The elongated horizontality of these and other works refer to the wide open spaces, the possibility of adventure that beckoned Ruscha, those who came before him and those still coming today, even as those horizons are increasingly blocked by thoughtless development. In recent years, he has presented some depressing representations of a western landscape changing for the worse.

Image Not Available
Ed Ruscha, "The End," 1991
Lithograph, 26 3/16 x 36 13/16 in.
© Ed Ruscha

Though most of the work in this show is familiar to those of us who are committed admirers, seeing a show edited to accentuate his long lean compositions snaps into consciousness the ways in which Jack Kerouac's 1958 On the Road has operated as a poetic undercurrent. This is most evident in his simple representations of words as pictures because he has chosen them with such sensitivity to sound, meaning and lettering: "A Particular Kind of Heaven" (1983), "Rodeo" (1969), "Oily" (1967).

Image Not Available
Ed Ruscha, "Schwab's Pharmacy, 1976
from "The Sunset Strip," series published in 1995
Gelatin silver print from altered negative, 20 x 30 in.
© Ed Ruscha

From the outset, Ruscha took photographs and worked from them or published them in small paperback books that he designed and printed. This show underscores his relationship to photography, which parallels similar concerns among the early LA conceptual artists. (More such material is on view at Gagosian Gallery, Beverly Hills in Ed Ruscha: Prints and Photographs through September 9)

Ruscha talks about the ways in which driving is a way of composing a movie in your imagination. Think of this show as a feature film of Ruscha's long and loving history with LA and with Joshua Tree, where he has kept a second home for decades.
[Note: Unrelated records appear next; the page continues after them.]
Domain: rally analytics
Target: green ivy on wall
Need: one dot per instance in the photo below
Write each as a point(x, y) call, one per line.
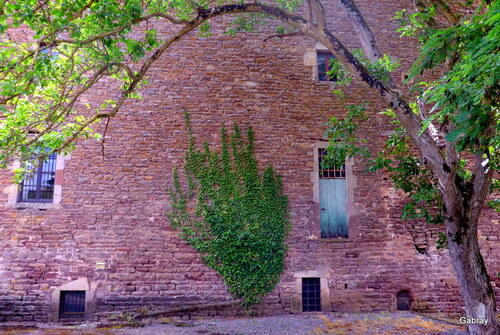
point(234, 216)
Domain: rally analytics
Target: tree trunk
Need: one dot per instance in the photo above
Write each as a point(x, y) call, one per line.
point(472, 277)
It is all the more poignant for the rapid disappearance of the exotic ordinariness that Ruscha has made iconic: dingbat apartment buildings, individualistic signage, even the sounds on the radio.

Image Not Available
Snøhetta expansion of the new SFMOMA, 2016
Photo © Henrik Kam, courtesy SFMOMA

This worthy show will not travel so it beckons art lovers north where they can also take in the newly expanded San Francisco Museum of Modern Art. It reopened last May after a three-year closure to facilitate a new building by the Oslo-based firm of Snøhetta. A giant white iceberg of a structure encloses the 1995 post-modern museum designed by Mario Botta. That building was desperately in need of additional gallery space and that has been accomplished with the three top floors of the addition. The galleries are spacious, well-lit and overflowing with hundreds of works of art collected by Don and Doris Fisher, founders of the Gap. Early supporters of the German figurative art that became popular in the 1980's, one gallery showcases most of their paintings by Gerhard Richter from a luminous depiction of two candles, his personal favorite, to his recent panels of single color. Other galleries showcase Sigmar Polke, Anselm Kiefer as well as German photographers of the period.

The galleries devoted to Pop art include a room hung with Andy Warhol's 1960's silvered silkscreens including "Triple Elvis" (originally shown at Ferus in LA) and "National Velvet." The Minimalist galleries include more than 20 canvases from all periods of the career of Ellsworth Kelly, a survey unto itself.

Suddenly, SF MOMA must be seen as an institution of international importance. The re-opening has revitalized the scene south of Market. Gagosian opened a new space around the corner with Plane.Site, a smart group show organized by Sam Orlofsky that includes examples of drawn and sculptural works by artists ranging from Mark Grotjahn to Giuseppe Penone. It is on view through August 27. Later this fall, veteran Bay Area dealer John Berggruen is relocating to the building next door with a group show of figurative work. It is all worth the trip.